Unless you’re on a reserved instance, you can change instance type easily as follows:
- Log into console.aws.com
- Select the correct region
- Identify the correct instance type (cf. workload certification section)
- Set instance state to “stop” (CAUTION: SEE NOTE BELOW)
- Select “change instance type”
- Select the new instance type
- Set instance state to “start”
- Log into https://sun.sunshower.io
- Discover your system
- Click “Optimize” on the given instance type
Yes, whatever is running on that instance must be halted, and you may have to restart processes (use USERDATA!), but here’s the thing:
You’re going to have to move, anyway. Whether it’s a hardware failure (uncommon, but not as uncommon as you might believe), or a nuts security vulnerability in your OS or hardware or whatever, no VM can run forever. If you stop it even once, you might as well start it up with the correct instance type.
NOTE: Instance-local storage (e.g. if the SKU comes with something like 2x80GB NVMe SSDs) is not guaranteed to be available through a stop/start cycle. Be careful and only use this hardware for ephemeral workloads that require the performance/data locality.
“You’ll never find the proper instance type for your workload”
Corey’s last point is his strongest.
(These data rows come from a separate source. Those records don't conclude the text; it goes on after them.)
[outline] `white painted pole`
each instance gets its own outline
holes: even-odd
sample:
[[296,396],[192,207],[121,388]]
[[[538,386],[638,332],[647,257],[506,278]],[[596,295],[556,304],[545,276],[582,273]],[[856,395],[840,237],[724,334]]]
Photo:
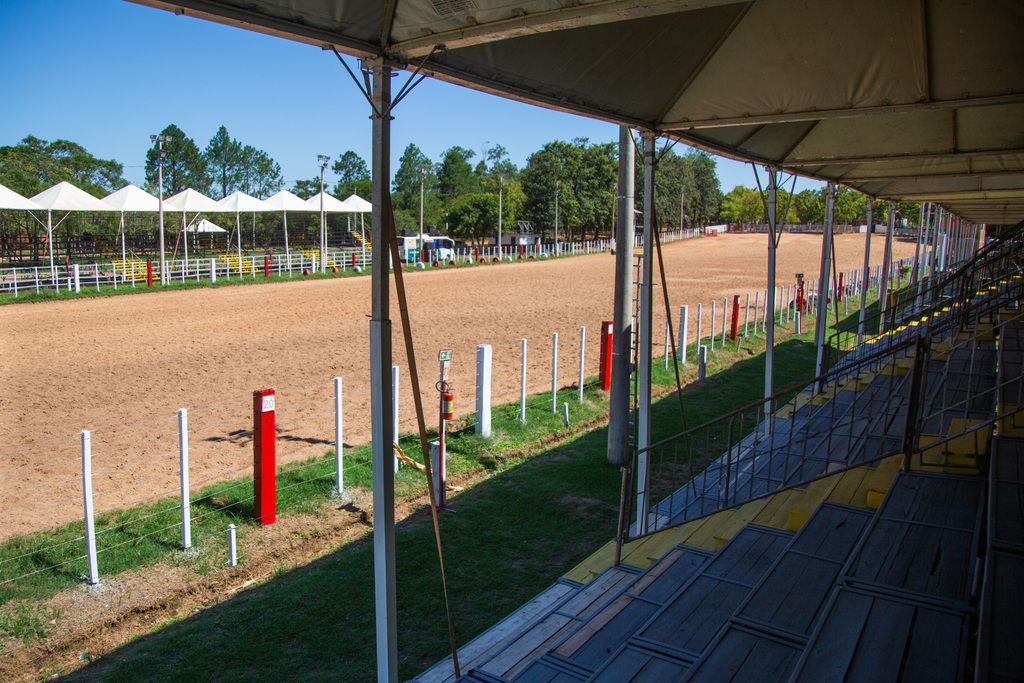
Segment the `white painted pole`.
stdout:
[[484,438],[491,436],[490,344],[477,344],[476,347],[476,433]]
[[[134,280],[132,280],[134,282]],[[210,259],[210,282],[217,282],[217,259]]]
[[558,333],[551,335],[551,412],[558,414]]
[[96,564],[96,524],[92,508],[92,434],[82,430],[82,500],[85,511],[85,554],[89,559],[89,583],[100,582]]
[[[18,298],[18,269],[11,268],[11,282],[14,284],[14,298]],[[115,280],[116,282],[116,280]],[[117,285],[114,285],[115,287]]]
[[728,297],[726,297],[725,299],[722,299],[722,348],[723,349],[725,348],[725,333],[727,331],[727,328],[729,327],[729,325],[728,325],[728,322],[729,322],[728,321],[728,316],[729,316],[729,299],[728,299]]
[[562,404],[562,420],[566,427],[569,426],[569,403],[568,401]]
[[[391,440],[398,443],[398,366],[391,366]],[[398,471],[398,454],[394,454],[395,472]]]
[[679,307],[679,362],[686,365],[686,331],[690,326],[690,307]]
[[522,368],[519,370],[519,421],[526,424],[526,340],[522,341]]
[[178,409],[178,465],[181,472],[181,547],[192,547],[192,510],[188,484],[188,411]]
[[711,300],[711,348],[709,351],[715,350],[715,317],[717,315],[717,305],[714,299]]
[[[665,328],[665,339],[666,340],[668,339],[668,328],[667,327]],[[586,348],[586,346],[585,346],[586,345],[586,341],[587,341],[587,328],[586,328],[586,326],[581,326],[580,327],[580,380],[579,380],[579,390],[580,390],[579,400],[580,400],[580,403],[583,402],[583,353],[584,353],[585,348]],[[665,342],[665,347],[668,348],[668,342],[667,341]],[[667,354],[666,354],[666,357],[667,357]],[[666,367],[668,367],[668,366],[666,366]]]
[[754,292],[754,336],[757,336],[757,308],[761,305],[761,290]]
[[665,369],[666,370],[668,370],[668,357],[672,355],[672,352],[671,352],[671,350],[668,347],[668,345],[669,345],[669,332],[670,332],[670,330],[669,330],[669,323],[668,323],[668,320],[666,319],[665,320],[665,346],[664,346],[665,358],[663,359],[665,361]]
[[[754,311],[754,315],[757,315],[757,311]],[[750,334],[750,292],[747,292],[747,303],[743,307],[743,336],[746,337]]]
[[697,351],[697,379],[708,376],[708,347],[701,345]]
[[701,343],[700,324],[701,324],[701,319],[704,317],[704,310],[703,309],[704,309],[704,304],[697,304],[697,346],[698,347],[700,346],[700,343]]
[[228,524],[228,564],[232,567],[238,565],[238,551],[235,544],[234,524]]
[[73,266],[71,266],[71,273],[72,273],[72,276],[75,278],[75,294],[78,294],[78,293],[80,293],[82,291],[82,283],[78,279],[78,264],[77,263],[74,264]]
[[344,459],[342,457],[342,449],[344,446],[344,425],[342,423],[342,395],[341,395],[341,377],[334,378],[334,488],[341,495],[341,492],[345,489],[344,477]]

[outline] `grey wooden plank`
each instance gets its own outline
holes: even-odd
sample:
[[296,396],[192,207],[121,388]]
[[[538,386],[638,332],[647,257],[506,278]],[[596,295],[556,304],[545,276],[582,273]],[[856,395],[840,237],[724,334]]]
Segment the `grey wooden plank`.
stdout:
[[749,591],[746,586],[699,576],[665,605],[638,635],[696,658]]
[[807,638],[841,571],[838,562],[786,553],[737,617]]
[[801,648],[782,640],[727,626],[689,672],[688,683],[770,683],[786,681]]
[[[605,615],[602,611],[595,619],[607,616],[607,621],[600,628],[588,634],[580,641],[574,641],[572,634],[561,645],[555,648],[558,655],[571,659],[573,662],[590,670],[598,669],[615,649],[627,641],[630,636],[654,614],[658,606],[636,600],[629,596],[621,596],[615,601],[614,613]],[[603,621],[603,619],[602,619]]]
[[678,681],[689,667],[688,662],[630,644],[616,652],[590,683]]
[[704,573],[753,586],[792,537],[789,532],[747,525],[718,551]]
[[791,548],[845,562],[870,521],[867,510],[822,503],[793,539]]
[[1024,680],[1024,557],[992,550],[988,554],[985,591],[982,596],[979,671]]
[[984,492],[981,477],[904,473],[893,482],[878,514],[973,530]]
[[513,683],[578,683],[585,680],[587,676],[566,671],[543,659],[533,662],[512,679]]

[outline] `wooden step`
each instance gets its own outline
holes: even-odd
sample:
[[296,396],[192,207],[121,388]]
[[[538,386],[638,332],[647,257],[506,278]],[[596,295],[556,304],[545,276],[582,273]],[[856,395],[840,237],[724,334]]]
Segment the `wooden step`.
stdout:
[[882,460],[875,471],[867,478],[867,505],[874,510],[882,504],[886,491],[903,466],[903,456],[893,455]]

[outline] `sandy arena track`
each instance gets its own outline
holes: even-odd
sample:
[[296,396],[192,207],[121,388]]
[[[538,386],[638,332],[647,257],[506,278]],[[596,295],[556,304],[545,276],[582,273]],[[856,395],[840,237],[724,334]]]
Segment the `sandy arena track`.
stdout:
[[[872,241],[872,263],[884,238]],[[838,267],[863,264],[863,235],[836,238]],[[673,317],[690,304],[763,288],[765,235],[666,245]],[[894,258],[912,256],[897,241]],[[779,283],[817,275],[821,237],[783,236]],[[575,382],[579,329],[586,372],[611,318],[614,257],[581,256],[450,271],[407,271],[423,395],[436,402],[436,358],[454,349],[456,404],[472,410],[477,344],[494,347],[495,402],[518,396],[520,339],[529,340],[529,388],[550,387],[551,334],[560,384]],[[251,468],[254,389],[277,390],[279,461],[333,443],[332,378],[344,378],[345,443],[369,436],[367,277],[222,287],[0,307],[0,537],[81,516],[79,431],[92,430],[97,511],[171,494],[178,486],[178,408],[189,409],[193,488]],[[394,288],[392,287],[392,294]],[[655,341],[664,311],[656,290]],[[753,300],[753,299],[752,299]],[[405,351],[392,296],[394,359],[402,366],[402,428],[413,425]],[[705,311],[704,334],[710,311]],[[721,328],[718,327],[720,330]],[[655,350],[661,355],[661,349]],[[541,409],[538,406],[537,409]],[[76,477],[79,477],[76,479]]]

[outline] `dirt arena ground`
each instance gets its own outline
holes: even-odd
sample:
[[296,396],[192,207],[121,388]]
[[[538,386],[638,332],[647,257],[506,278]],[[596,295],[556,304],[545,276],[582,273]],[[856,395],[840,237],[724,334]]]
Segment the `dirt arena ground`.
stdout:
[[[884,238],[872,241],[872,263]],[[765,235],[666,245],[673,317],[696,304],[762,290]],[[863,264],[863,235],[836,238],[840,270]],[[912,256],[897,241],[894,258]],[[778,282],[817,276],[821,237],[786,234]],[[494,349],[494,401],[518,396],[520,340],[529,340],[530,391],[550,387],[551,335],[559,380],[575,382],[580,326],[586,373],[597,371],[602,320],[612,315],[614,257],[580,256],[449,271],[407,271],[417,362],[436,402],[437,351],[454,350],[456,404],[473,408],[477,344]],[[81,516],[80,430],[92,432],[97,511],[178,486],[178,408],[188,408],[193,487],[251,468],[252,391],[277,390],[279,462],[333,444],[332,378],[344,378],[345,443],[369,436],[367,277],[222,287],[0,307],[0,537]],[[392,288],[392,292],[394,289]],[[397,303],[394,361],[402,429],[414,424]],[[664,334],[656,290],[655,342]],[[710,311],[704,313],[704,334]],[[657,348],[655,355],[661,355]],[[76,477],[79,477],[76,479]]]

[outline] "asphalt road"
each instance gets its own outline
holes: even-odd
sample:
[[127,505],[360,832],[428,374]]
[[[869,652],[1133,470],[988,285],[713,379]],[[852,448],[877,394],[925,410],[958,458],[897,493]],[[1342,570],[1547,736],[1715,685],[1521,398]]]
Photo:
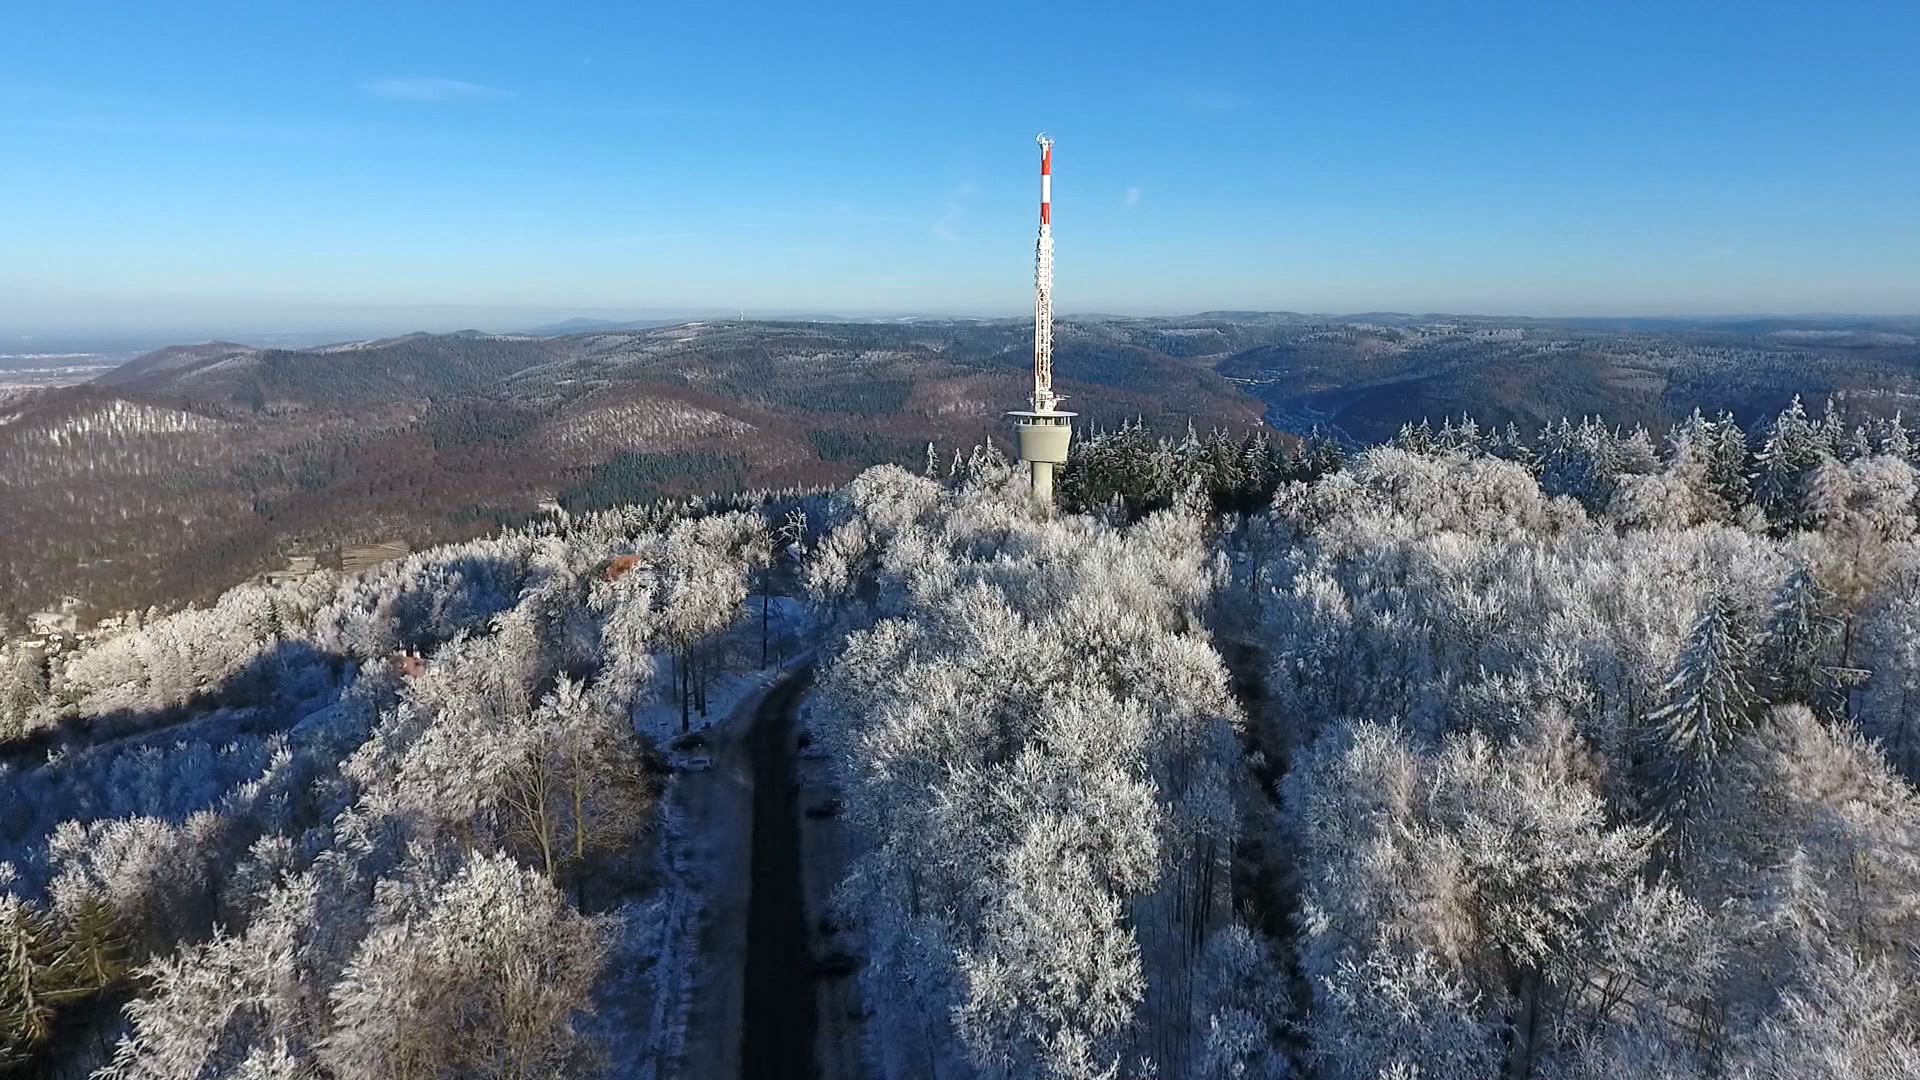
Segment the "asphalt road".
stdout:
[[806,669],[761,702],[747,737],[753,762],[752,898],[747,903],[742,1080],[817,1080],[814,971],[801,876],[794,714]]

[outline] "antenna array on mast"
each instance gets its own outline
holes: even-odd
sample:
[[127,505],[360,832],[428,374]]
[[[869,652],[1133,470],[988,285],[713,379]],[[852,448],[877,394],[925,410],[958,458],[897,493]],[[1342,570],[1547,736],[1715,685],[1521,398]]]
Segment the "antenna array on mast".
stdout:
[[1053,394],[1053,140],[1040,144],[1040,237],[1033,248],[1033,411],[1049,413]]
[[1043,134],[1034,141],[1040,144],[1040,239],[1033,248],[1033,409],[1011,415],[1034,501],[1051,512],[1053,470],[1067,463],[1074,414],[1060,411],[1053,392],[1053,140]]

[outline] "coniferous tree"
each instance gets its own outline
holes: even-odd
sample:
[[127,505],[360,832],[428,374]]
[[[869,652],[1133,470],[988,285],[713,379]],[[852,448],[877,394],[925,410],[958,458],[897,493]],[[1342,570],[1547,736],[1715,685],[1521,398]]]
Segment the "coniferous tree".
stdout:
[[1769,519],[1793,526],[1805,522],[1807,478],[1826,456],[1820,432],[1795,397],[1774,419],[1754,458],[1753,493]]
[[1851,681],[1839,667],[1844,627],[1838,600],[1808,566],[1796,566],[1774,593],[1768,616],[1763,670],[1769,696],[1836,709]]
[[[1563,417],[1541,434],[1540,443],[1541,490],[1571,496],[1590,511],[1604,509],[1627,471],[1619,436],[1597,418],[1584,417],[1574,427]],[[1651,444],[1642,449],[1650,454]]]
[[0,896],[0,1064],[28,1060],[59,1007],[80,996],[62,977],[63,944],[52,916]]
[[1906,420],[1899,411],[1887,419],[1879,432],[1877,445],[1880,452],[1897,457],[1909,464],[1913,461],[1913,439],[1907,431]]
[[1394,435],[1391,445],[1409,454],[1432,453],[1433,427],[1424,419],[1418,424],[1411,421],[1401,424],[1400,431]]
[[1696,808],[1709,770],[1752,722],[1749,649],[1739,612],[1709,596],[1662,688],[1664,704],[1648,717],[1659,794],[1676,817]]
[[126,976],[126,942],[113,909],[89,896],[64,918],[0,895],[0,1067],[31,1061],[61,1009]]
[[1853,434],[1847,436],[1840,457],[1843,461],[1858,461],[1873,452],[1873,437],[1867,433],[1867,426],[1860,424],[1853,429]]
[[1435,439],[1435,443],[1441,450],[1461,457],[1474,457],[1486,451],[1486,445],[1480,434],[1480,425],[1474,422],[1473,417],[1464,413],[1461,414],[1458,425],[1455,425],[1451,419],[1440,425],[1440,434]]
[[1281,455],[1264,427],[1254,429],[1240,446],[1240,502],[1243,510],[1264,507],[1279,484]]
[[1753,495],[1748,481],[1747,435],[1733,416],[1721,413],[1708,436],[1707,479],[1730,510],[1738,511]]
[[1833,398],[1827,398],[1826,407],[1820,410],[1820,423],[1814,427],[1814,439],[1819,443],[1820,451],[1828,457],[1842,457],[1847,449],[1847,425],[1840,419],[1840,408]]
[[1511,420],[1507,421],[1505,428],[1494,433],[1488,451],[1494,457],[1525,466],[1529,470],[1537,461],[1533,447],[1527,445],[1526,437],[1520,434],[1519,425]]
[[1646,476],[1660,468],[1660,455],[1654,449],[1653,436],[1645,427],[1635,426],[1626,438],[1615,437],[1614,470],[1620,476]]
[[1344,458],[1340,444],[1316,426],[1301,447],[1299,475],[1295,479],[1312,481],[1338,472]]

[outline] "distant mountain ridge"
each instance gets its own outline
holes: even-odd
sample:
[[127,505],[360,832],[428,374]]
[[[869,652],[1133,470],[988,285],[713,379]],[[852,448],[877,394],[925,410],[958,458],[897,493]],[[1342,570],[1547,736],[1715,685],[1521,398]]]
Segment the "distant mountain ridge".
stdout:
[[567,334],[585,334],[608,330],[651,330],[656,326],[673,326],[685,322],[685,319],[566,319],[546,326],[530,327],[522,333],[534,337],[564,337]]
[[111,384],[256,410],[345,407],[476,393],[558,355],[541,338],[479,331],[408,334],[318,349],[203,352],[132,374],[121,368]]

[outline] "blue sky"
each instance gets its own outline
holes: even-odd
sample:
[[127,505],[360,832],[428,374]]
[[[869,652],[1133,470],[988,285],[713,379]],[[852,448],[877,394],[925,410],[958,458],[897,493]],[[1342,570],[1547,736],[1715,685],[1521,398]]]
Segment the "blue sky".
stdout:
[[0,331],[1920,312],[1920,4],[15,4]]

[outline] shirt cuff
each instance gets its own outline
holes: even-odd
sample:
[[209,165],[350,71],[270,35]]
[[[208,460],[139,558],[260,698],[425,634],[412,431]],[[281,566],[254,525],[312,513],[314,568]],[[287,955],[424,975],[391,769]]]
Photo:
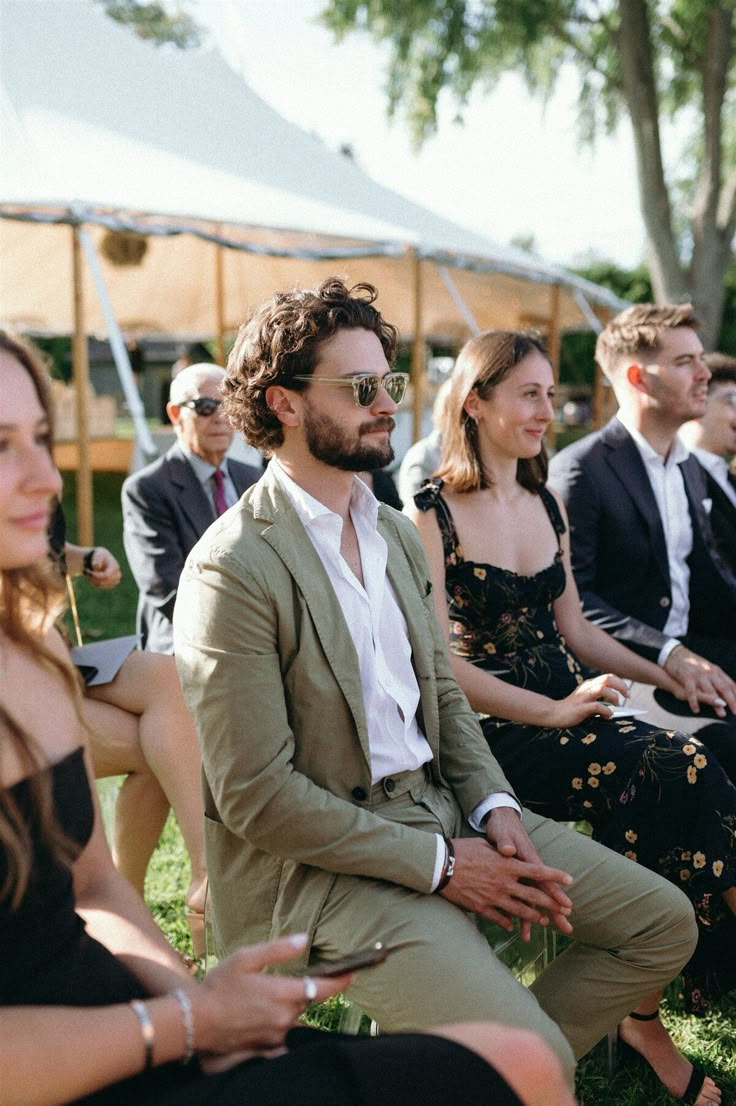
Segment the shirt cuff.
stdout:
[[483,833],[483,819],[486,814],[490,814],[492,810],[496,810],[500,806],[510,806],[521,817],[521,807],[514,796],[509,795],[508,791],[497,791],[494,795],[486,795],[485,799],[479,802],[475,810],[468,816],[468,821],[473,829],[477,830],[478,833]]
[[657,664],[660,668],[664,668],[670,653],[674,652],[678,645],[682,645],[682,642],[678,641],[676,637],[671,637],[669,641],[664,643],[657,657]]
[[432,876],[432,890],[437,890],[437,884],[442,879],[442,873],[445,870],[445,863],[447,861],[447,845],[445,839],[441,833],[436,833],[437,839],[437,852],[434,858],[434,875]]

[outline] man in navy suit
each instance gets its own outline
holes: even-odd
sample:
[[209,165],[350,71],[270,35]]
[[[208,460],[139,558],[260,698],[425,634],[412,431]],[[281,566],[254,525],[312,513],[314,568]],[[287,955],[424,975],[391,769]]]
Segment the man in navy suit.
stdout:
[[123,484],[123,540],[138,585],[141,646],[173,653],[172,616],[189,550],[261,473],[225,456],[233,428],[222,410],[224,371],[190,365],[171,382],[166,410],[177,441]]
[[706,406],[697,326],[689,304],[637,304],[608,323],[596,361],[618,414],[552,459],[550,483],[567,505],[586,616],[663,665],[693,714],[702,704],[729,720],[713,728],[733,730],[722,758],[733,772],[736,578],[715,548],[703,469],[677,434]]

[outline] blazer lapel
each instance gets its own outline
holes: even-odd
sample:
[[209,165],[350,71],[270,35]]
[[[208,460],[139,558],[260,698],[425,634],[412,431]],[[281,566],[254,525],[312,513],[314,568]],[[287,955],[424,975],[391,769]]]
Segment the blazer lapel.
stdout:
[[248,488],[250,488],[253,483],[253,477],[251,476],[252,470],[245,465],[230,461],[228,463],[228,471],[230,473],[230,479],[235,486],[235,491],[238,493],[238,497],[240,497],[243,492],[247,492]]
[[[424,675],[432,670],[433,642],[427,633],[427,611],[421,595],[422,586],[427,594],[431,591],[431,586],[428,580],[420,582],[414,578],[401,535],[393,519],[382,508],[378,512],[378,532],[388,546],[386,571],[409,628],[414,667],[419,674]],[[430,644],[432,649],[428,648]]]
[[288,497],[268,470],[259,480],[255,517],[270,521],[263,540],[278,554],[304,596],[327,661],[350,707],[361,748],[370,765],[368,727],[358,656],[335,589]]
[[182,515],[187,519],[201,538],[205,530],[215,521],[212,504],[207,493],[197,479],[197,475],[186,456],[177,445],[167,453],[169,477],[176,489],[176,502]]
[[670,566],[662,518],[636,443],[618,419],[609,422],[601,438],[608,447],[606,460],[642,516],[662,575],[669,580]]

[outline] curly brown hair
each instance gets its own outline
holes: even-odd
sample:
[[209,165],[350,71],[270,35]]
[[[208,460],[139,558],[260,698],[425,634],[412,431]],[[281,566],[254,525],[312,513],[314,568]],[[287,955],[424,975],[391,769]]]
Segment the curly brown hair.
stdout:
[[257,308],[240,328],[223,383],[225,412],[236,430],[257,449],[270,453],[283,445],[277,416],[266,403],[273,384],[303,391],[295,376],[310,376],[320,345],[338,330],[370,330],[389,364],[396,354],[398,331],[373,306],[372,284],[352,288],[331,277],[318,288],[277,294]]
[[[14,358],[29,374],[41,406],[53,423],[53,404],[48,376],[35,350],[7,331],[0,330],[0,351]],[[64,664],[43,641],[50,621],[61,612],[63,586],[50,559],[22,568],[0,569],[0,636],[23,649],[40,664],[58,673],[79,709],[80,692],[76,670]],[[44,757],[22,722],[0,705],[0,743],[9,742],[29,779],[34,818],[44,841],[62,862],[71,863],[76,850],[59,827],[53,808],[49,777],[39,772]],[[0,852],[5,870],[0,880],[0,901],[11,908],[20,903],[31,873],[33,841],[27,815],[23,815],[12,790],[0,787]]]
[[663,330],[688,326],[697,330],[700,326],[691,303],[665,304],[635,303],[619,312],[598,335],[595,343],[596,364],[610,379],[622,358],[636,357],[640,353],[654,353],[659,349],[659,336]]
[[[483,471],[477,427],[465,410],[465,400],[475,391],[489,399],[493,389],[530,353],[549,354],[539,335],[521,330],[485,330],[466,342],[452,370],[440,431],[442,463],[437,477],[456,492],[471,492],[490,484]],[[547,453],[520,458],[516,479],[527,491],[537,492],[547,481]]]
Between all SKUs across all regions, including reserved instances and RDS instances, there are over 250,000 SKUs altogether. There are also dozens of metrics that you’ll need to consider when comparing these workloads against a given SKU. At Sunshower.io, we acknowledge this and have removed this particular barrier. You can, in seconds, discover the optimal instance/workload alignment according to your application, over any time period.
So here you go, Corey — some nice, cool lemonade to go with that hottest of takes.